The FCC represents this action as an attempt to find a moderate "Third Way" to regulate Internet services that is neither as loose as the information services defined by Title I of the Communications Act nor as tight as the telephone services defined by Title II. ITIF supports Third Way regulations for the Internet and a revision to the Communications Act that would create a new framework appropriate not just for broadband services, but for Internet-enabled innovations such as VoIP. It has long been evident that Vonage is overburdened by telephone regulations, and competitive services such as Skype are forced to pretend they aren't offering telephone services at all in order to escape the taxes, fees, and other requirements of traditional telephony.

Talking the “Third Way” talk is not the same as walking the walk, however. Whatever the details of a “Third Way,” it cannot be created by the FCC. Putting the Internet in a regulatory straightjacket of Title II and then not enforcing much of it is not the path to a “Third Way.” Only Congress can create a new chapter in the library of communications law. The best the FCC can do to facilitate the exercise is propose a framework. That is the only way new law can be created for a system as novel and innovative as the Internet. ITIF appreciates the FCC's use of the “Third Way” concept we have embraced. However, “third way” is not simply an elegant and highly-nuanced phrase. Rather, the light-touch Third Way is meant to be a serious effort to craft new law appropriate to the needs of innovators and users of new technologies.

In addition, the FCC argues that the Internet is in imminent danger of multiple theoretical harms without "reclassification." The facts suggest otherwise. The FCC's action in the Comcast case was gratuitous since Comcast had already decided to replace the system the FCC didn't like with a new one long before the FCC issued its punishment. One after one, the alleged examples of Internet abuse by ISPs have proved to have been built on hot air or corrected without Commission action. If a serious abuse of consumer trust were to take place in the future, the Federal Trade Commission has authority independent of communications law to take corrective action, and the FCC still has ancillary authority that can be used more judiciously than in the past. Indeed, the DC Circuit gave the FCC guidance in the Comcast order about how this may be done.
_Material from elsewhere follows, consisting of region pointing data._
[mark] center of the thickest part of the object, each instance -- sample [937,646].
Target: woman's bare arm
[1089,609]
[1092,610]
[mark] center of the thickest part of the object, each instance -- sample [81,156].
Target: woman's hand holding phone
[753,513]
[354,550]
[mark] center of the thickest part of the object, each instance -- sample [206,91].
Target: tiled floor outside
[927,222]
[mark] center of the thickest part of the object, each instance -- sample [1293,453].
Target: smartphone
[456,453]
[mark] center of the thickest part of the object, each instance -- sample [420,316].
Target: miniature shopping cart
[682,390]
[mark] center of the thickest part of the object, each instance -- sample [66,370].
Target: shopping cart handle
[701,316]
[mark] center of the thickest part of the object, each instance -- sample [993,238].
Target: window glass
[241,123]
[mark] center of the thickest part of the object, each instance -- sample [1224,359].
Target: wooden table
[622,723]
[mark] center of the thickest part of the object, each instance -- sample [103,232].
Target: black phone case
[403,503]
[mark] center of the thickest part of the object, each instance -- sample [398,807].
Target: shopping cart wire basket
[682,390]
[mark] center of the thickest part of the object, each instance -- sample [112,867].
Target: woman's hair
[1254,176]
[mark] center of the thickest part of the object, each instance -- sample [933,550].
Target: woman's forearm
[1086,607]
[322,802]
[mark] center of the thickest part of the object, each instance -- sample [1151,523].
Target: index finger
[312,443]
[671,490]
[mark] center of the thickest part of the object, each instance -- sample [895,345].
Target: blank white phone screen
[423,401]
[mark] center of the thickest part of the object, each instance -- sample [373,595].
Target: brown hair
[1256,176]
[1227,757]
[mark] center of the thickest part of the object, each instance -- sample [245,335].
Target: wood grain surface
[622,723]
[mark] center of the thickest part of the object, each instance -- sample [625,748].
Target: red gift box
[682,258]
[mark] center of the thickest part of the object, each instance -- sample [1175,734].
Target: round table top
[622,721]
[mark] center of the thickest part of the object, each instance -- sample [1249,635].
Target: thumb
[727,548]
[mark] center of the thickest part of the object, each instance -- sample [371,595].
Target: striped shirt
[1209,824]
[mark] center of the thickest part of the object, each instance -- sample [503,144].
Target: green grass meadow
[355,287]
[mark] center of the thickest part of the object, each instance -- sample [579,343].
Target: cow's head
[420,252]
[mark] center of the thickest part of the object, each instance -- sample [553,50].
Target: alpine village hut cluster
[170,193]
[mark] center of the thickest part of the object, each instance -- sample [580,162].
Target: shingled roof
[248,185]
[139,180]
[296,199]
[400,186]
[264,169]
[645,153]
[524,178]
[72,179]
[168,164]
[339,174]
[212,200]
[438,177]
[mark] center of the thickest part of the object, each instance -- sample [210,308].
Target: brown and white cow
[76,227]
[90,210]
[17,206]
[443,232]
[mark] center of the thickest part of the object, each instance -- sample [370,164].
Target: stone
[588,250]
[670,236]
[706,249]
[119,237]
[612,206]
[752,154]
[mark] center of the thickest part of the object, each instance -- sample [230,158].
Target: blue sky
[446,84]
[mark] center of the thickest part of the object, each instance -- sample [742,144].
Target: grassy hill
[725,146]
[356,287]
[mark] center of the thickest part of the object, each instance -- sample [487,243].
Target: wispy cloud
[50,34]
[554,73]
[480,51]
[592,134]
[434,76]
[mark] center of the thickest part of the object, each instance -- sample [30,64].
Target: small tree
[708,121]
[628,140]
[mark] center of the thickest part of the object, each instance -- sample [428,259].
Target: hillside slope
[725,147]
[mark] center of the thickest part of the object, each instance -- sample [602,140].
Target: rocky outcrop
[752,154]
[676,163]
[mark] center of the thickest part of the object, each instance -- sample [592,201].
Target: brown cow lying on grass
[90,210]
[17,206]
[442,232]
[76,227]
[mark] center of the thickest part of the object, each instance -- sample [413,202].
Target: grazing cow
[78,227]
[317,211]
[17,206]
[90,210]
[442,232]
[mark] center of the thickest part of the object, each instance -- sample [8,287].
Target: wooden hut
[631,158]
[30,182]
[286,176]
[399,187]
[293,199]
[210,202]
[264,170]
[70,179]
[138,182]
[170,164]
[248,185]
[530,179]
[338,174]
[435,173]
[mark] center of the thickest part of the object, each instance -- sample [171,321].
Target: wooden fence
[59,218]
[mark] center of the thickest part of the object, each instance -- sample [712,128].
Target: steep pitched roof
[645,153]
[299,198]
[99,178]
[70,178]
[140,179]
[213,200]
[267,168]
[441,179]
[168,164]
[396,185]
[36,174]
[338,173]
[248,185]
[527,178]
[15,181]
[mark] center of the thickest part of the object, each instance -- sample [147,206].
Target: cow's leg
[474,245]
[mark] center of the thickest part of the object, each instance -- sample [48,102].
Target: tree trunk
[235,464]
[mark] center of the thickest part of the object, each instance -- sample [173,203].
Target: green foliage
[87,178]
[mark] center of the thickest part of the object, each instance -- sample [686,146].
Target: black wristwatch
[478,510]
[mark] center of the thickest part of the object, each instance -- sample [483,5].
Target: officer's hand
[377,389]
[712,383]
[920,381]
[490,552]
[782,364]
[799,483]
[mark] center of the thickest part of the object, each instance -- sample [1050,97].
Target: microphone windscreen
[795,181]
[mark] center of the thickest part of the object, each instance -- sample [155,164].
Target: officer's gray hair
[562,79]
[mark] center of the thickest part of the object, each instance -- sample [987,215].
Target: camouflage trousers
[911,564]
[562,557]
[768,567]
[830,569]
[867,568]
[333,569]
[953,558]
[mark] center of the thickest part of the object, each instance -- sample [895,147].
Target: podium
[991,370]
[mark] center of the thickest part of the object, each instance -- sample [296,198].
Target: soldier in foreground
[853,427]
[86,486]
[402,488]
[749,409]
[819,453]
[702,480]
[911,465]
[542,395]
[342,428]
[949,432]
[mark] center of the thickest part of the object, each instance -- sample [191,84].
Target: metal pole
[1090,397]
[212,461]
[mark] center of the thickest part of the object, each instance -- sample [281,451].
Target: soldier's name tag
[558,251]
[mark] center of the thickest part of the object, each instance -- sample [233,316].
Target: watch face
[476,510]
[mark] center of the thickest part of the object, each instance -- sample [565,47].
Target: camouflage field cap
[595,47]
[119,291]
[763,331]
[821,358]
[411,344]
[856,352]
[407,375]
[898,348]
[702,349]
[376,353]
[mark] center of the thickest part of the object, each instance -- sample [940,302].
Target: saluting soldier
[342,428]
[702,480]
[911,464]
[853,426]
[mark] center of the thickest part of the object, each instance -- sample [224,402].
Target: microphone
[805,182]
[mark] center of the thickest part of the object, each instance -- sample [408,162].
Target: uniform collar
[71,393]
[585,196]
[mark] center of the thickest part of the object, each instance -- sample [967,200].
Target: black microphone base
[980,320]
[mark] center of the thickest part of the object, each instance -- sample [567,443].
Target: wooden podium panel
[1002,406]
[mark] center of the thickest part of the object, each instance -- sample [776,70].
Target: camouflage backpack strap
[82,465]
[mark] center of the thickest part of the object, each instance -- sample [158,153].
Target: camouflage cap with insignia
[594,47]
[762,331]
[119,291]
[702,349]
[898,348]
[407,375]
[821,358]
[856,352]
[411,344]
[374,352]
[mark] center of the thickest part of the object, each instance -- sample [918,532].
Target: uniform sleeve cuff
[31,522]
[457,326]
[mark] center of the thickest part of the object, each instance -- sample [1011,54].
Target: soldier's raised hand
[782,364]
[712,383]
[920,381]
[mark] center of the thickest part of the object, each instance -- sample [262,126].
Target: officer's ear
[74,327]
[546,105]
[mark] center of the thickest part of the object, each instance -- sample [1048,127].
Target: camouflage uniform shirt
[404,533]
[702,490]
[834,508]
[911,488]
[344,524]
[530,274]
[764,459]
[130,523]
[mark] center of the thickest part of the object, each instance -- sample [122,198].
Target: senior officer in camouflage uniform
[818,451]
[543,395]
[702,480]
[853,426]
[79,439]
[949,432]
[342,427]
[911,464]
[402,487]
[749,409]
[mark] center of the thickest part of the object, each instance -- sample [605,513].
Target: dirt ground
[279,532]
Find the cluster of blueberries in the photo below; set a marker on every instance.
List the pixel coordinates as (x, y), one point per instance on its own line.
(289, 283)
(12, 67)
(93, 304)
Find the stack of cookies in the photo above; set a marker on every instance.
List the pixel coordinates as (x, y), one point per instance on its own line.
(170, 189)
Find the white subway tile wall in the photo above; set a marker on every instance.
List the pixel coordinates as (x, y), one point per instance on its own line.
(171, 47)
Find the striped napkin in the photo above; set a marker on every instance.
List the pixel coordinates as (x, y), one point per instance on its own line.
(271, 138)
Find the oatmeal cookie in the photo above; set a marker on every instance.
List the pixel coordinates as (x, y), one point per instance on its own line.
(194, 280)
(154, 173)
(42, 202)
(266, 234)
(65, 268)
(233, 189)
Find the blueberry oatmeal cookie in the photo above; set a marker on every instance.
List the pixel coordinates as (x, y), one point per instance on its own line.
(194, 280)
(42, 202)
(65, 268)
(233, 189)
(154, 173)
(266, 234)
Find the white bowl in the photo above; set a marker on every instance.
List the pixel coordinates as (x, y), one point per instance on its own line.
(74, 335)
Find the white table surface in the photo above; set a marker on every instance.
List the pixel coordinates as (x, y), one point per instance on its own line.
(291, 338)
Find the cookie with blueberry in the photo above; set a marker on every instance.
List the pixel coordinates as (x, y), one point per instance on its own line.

The Internet has its own self-regulatory systems to protect users from harm and abuse by other players in the ecosystem. Rather than engage in protracted battle over the extension of its regulatory powers, the FCC should direct its limited time and energy to implementing the well-crafted national Broadband plan. This would better serve the public interest. To the extent the FCC feels compelled to address issues such as net neutrality, transparency for consumers, and other related matters, it can and should work with industry and public interest stakeholders to expand cooperative arrangements for co-regulatory systems, including a technical advisory board of experts and other stakeholders advice the FCC.

When the power of Internet stakeholders is combined with that of responsible regulators, a new system of co-regulation will emerge. Given the global nature of the Internet, co-regulation is the only practical and effective way to ensure that the Internet continues to thrive, prosper, and grow.